What to Consider When Investing in Parking Spaces

28Hse Editor  2024-11-20  7.4K #Wed Property Focus

In the latest Policy Address, the government relaxed the mortgage cap for both residential and non-residential properties, increasing it to 70%. This change also benefits parking spaces. According to data from the Land Registry, there were 386 parking space registrations in October, a 23.7% increase from September’s 312, marking a three-month high. 

Apart from the relaxed mortgage criteria, most new developments offer fewer parking spaces compared to residential units, and some estates don’t provide any parking at all. This shortage, combined with high demand, has driven up the value of parking spaces, making them a viable investment option and boosting transaction volumes.

For those interested in investing in parking spaces, it’s important to understand the different types available. Parking spaces are generally categorised for private cars, motorcycles, trucks, and electric vehicles. Buyers should select the type of parking space that suits their specific needs. 

Those intending to apply for a parking space mortgage should note that the terms vary depending on the type of space. Mortgages for parking spaces are mainly divided into standalone spaces, “tied spaces”, and “split-tied spaces.” Standalone spaces are those that can be bought and sold independently, with a mortgage cap typically up to 70%. Split-tied spaces are spaces that were originally tied to a residential unit but have been sold separately; these have mortgage terms similar to standalone spaces. Tied spaces are sold together with a residential unit and cannot be separated; in such cases, the mortgage is treated as part of the property, with a cap of up to 90%. Potential buyers should consult with banks before applying for a mortgage to understand the valuation, interest rates, and loan terms for parking spaces, as parking space transactions tend to be less transparent than property transactions. 

When considering an investment, it's crucial to assess the supply and demand of parking spaces within the estate. If the ratio of residential units to parking spaces exceeds 5:1, this indicates that demand outweighs supply, potentially increasing the investment value of the parking space. Additionally, the presence of public parking facilities nearby can affect the value of the parking space.

Before purchasing, it’s important to carefully review the deed, as some parking spaces come with restrictions. For example, some spaces may only be sold to or rented by residents of the same estate, and certain estates may limit the number of parking spaces an individual can own, typically to a maximum of three. These restrictions can reduce the flexibility of the investment and affect potential returns. 

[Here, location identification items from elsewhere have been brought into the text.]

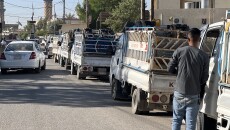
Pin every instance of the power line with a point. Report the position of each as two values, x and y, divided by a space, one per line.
69 9
22 6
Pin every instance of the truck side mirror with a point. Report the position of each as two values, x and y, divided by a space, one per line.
59 43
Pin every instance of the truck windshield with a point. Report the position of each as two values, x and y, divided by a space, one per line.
99 46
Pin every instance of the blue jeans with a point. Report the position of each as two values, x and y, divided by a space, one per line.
185 106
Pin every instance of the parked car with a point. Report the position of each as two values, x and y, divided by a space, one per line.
22 55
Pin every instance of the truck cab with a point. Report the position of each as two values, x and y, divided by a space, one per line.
91 53
214 44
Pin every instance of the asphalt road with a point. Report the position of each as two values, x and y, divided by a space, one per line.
56 100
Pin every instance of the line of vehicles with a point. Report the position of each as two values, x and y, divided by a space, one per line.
135 62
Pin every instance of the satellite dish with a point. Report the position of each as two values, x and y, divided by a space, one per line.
176 20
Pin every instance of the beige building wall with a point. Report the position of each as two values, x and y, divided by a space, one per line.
191 17
168 4
222 4
67 27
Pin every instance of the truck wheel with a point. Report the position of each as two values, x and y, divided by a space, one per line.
139 103
66 63
44 66
73 69
62 62
3 71
38 70
116 90
79 75
205 123
55 59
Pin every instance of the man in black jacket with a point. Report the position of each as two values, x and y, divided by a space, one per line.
191 66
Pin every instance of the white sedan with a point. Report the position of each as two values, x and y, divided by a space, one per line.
22 55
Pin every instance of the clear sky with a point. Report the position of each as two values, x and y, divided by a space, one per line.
14 13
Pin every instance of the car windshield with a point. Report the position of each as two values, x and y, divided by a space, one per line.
20 47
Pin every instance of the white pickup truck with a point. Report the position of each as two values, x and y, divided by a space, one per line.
66 46
139 67
215 106
91 54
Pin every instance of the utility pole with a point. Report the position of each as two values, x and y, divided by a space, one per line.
87 12
152 10
142 9
63 11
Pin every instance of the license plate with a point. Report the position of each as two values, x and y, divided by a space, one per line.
102 71
17 57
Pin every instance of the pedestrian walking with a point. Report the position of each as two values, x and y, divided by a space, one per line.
191 66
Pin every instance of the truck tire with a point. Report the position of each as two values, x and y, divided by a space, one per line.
116 90
205 123
62 62
73 69
79 75
55 58
3 71
66 63
139 104
44 66
38 70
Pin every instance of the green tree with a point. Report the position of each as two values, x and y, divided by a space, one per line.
41 24
54 25
127 10
69 16
96 6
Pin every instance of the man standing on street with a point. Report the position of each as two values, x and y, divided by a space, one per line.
191 66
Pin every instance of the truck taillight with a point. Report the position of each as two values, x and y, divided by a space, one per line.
3 56
155 98
85 68
163 98
33 55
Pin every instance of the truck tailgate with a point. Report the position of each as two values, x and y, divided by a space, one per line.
163 83
223 103
97 61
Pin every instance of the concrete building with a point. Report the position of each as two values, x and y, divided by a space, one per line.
2 11
48 4
195 13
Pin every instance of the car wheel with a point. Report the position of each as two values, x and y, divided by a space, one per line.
44 66
3 71
73 69
139 103
38 70
116 89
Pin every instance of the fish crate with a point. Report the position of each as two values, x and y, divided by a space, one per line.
163 46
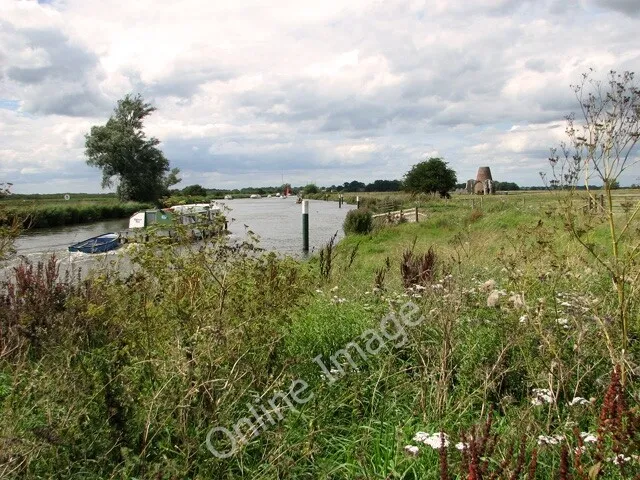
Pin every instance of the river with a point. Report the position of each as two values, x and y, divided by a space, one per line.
277 222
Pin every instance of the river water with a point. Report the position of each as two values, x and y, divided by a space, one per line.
277 222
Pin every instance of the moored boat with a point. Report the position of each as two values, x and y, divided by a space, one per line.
100 244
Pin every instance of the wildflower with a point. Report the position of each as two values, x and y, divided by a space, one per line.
619 459
493 299
434 440
542 396
411 450
517 300
579 401
489 285
588 437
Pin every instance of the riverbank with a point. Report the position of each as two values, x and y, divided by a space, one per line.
56 212
508 315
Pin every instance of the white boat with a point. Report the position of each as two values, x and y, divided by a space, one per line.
200 217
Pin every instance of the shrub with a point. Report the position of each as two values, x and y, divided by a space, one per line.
358 222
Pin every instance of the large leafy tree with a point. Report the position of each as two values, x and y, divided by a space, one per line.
126 156
430 176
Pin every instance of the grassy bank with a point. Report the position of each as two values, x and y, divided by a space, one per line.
55 211
125 378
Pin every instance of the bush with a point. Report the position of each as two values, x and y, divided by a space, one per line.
358 222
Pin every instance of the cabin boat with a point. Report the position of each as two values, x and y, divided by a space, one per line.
100 244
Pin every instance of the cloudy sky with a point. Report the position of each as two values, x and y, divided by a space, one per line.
324 91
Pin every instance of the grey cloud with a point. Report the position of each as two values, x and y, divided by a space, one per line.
66 85
628 7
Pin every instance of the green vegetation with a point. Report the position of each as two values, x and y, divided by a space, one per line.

The process of buying a parking space is similar to purchasing property. Generally, both parties will sign a Provisional Sale and Purchase Agreement, followed by the formal agreement within 14 days, along with the payment of stamp duty. In some cases, the provisional agreement may be skipped altogether.

In terms of expenses, buying a parking space is much like buying property. Buyers need to cover agent commissions (if the deal is brokered through an agent), legal fees, stamp duty, and recurring costs such as rates, government rent, and management fees.

It’s important to remember that no investment is risk-free. Therefore, before investing in parking spaces, buyers should carefully weigh the potential risks and rewards.